HUD moves to cancel illegal immigrants’ public housing access
The Trump administration is proposing a new rule to try to block some 32,000 illegal immigrant-led families from claiming public housing assistance, saying it’s unfair to hundreds of thousands of Americans who are stuck on waiting lists.
Housing and Urban Development notified Congress Wednesday of the new rule, kicking off a schedule of publication and notice and comment that could have the plan finalized later this summer.
The plan would scrap Clinton-era regulations that allowed illegal immigrants to sign up for assistance without having to disclose their status.
Under the new Trump rules, not only would the leaseholder using public housing have to be an eligible U.S. person, but the government would verify all applicants through the Systematic Alien Verification for Entitlements (SAVE) database, a federal system that’s used to weed illegal immigrants out of other welfare programs.
Those already getting HUD assistance would have to go through a new verification, though it would be over a period of time and wouldn’t all come at once.
“We’ve got our own people to house and need to take care of our citizens,” an administration official told The Washington Times. “Because of past loopholes in HUD guidance, illegal aliens were able to live in free public housing desperately needed by so many of our own citizens. As illegal aliens attempt to swarm our borders, we’re sending the message that you can’t live off of American welfare on the taxpayers’ dime.”
Illegal immigrants’ access to taxpayer-funded welfare and other benefit programs has long been controversial.
It was considered a non-starter for Democrats when they wrote Obamacare a decade ago, and they excluded illegal immigrants from the health law. But the party’s attitude has changed and now some Democrats are pushing to expand the 2010 law to include unauthorized migrants.
Polling, though, suggests Americans remain opposed to public benefits flowing to illegal immigrants, and President Trump has suggested it’s time to crack down on loopholes and interpretations that have allowed them to do so.
In the case of Section 8 housing assistance, there are competing laws that have created confusion.
In 2017 the HUD inspector general investigated illegal immigrants in New York who were using public housing under a special program for people with HIV or AIDS, and found that the government had never clearly stated whether housing was a federal public benefit subject to a 1996 ban for unauthorized migrants.
Further complicating matters, Clinton-era rules specifically allowed “mixed” immigration status families to gain housing benefits. As long as one person in the home is an eligible U.S. resident, a family can qualify. The eligible person doesn’t need to be the head of the household, and could even be a minor child.

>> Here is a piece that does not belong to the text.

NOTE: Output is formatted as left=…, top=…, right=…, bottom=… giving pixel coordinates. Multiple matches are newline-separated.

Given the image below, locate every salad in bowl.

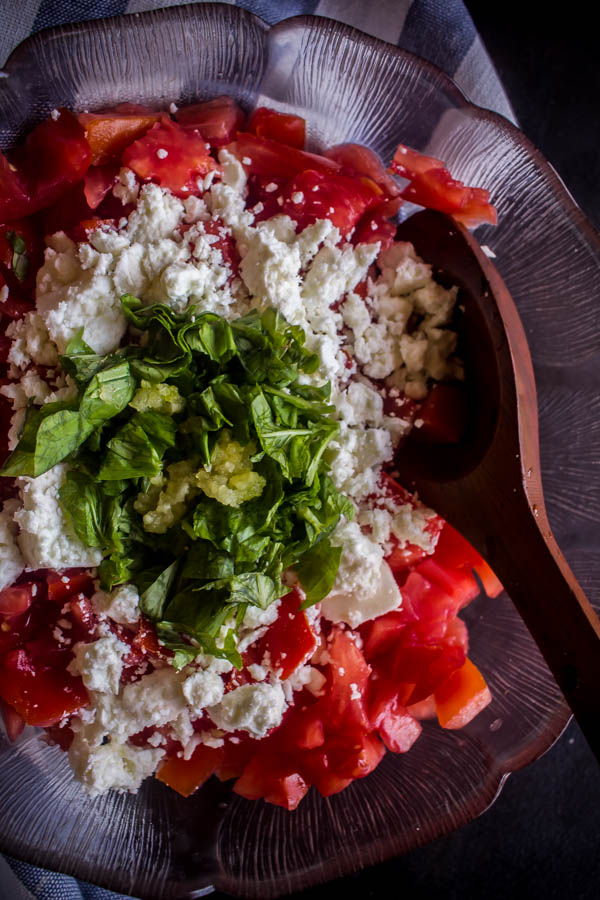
left=0, top=96, right=502, bottom=810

The government created a system that allows people to apply for housing assistance as “non-contending,” meaning they decline to say whether they were legally in the country. Benefits are supposed to be adjusted on a pro-rated basis to account for those non-contenders.
The new HUD proposal is likely to draw opposition from immigrant-rights activists who say penalizing mixed-status families means hurting the legal residents in those families, who are often young children.
A similar argument is playing out in a debate over certain tax credits that, while claimed on behalf of citizen children, are paid to illegal immigrant parents.
GOP-led efforts to tighten those tax rules have met with stiff resistance.
Yet the administration argues the lengthy backlogs for housing assistance makes the new HUD proposal an obvious change.
Only one in four families that would qualify for housing assistance actually get the benefit right now, and most of those waiting for HUD help are likely poor seniors or people living with a disability.
The average waiting time nationally for housing assistance is 26 months. In places like Los Angeles it’s more than four years.
Singer and actress Cher seemed to take notice of the challenge in a tweet earlier this week.
“I understand helping struggling immigrants,” she said, “but my city (Los Angeles) isn’t taking care of its own.”
She pointed to 50,000 citizens she said were living on the streets, are below the poverty line and go hungry.
“If my state can’t take care of its own ... how can it take care of more,” Cher wondered.
Mr. Trump approvingly retweeted Cher’s post.
“This proposal gets to the whole point Cher was making,” the administration official told The Times.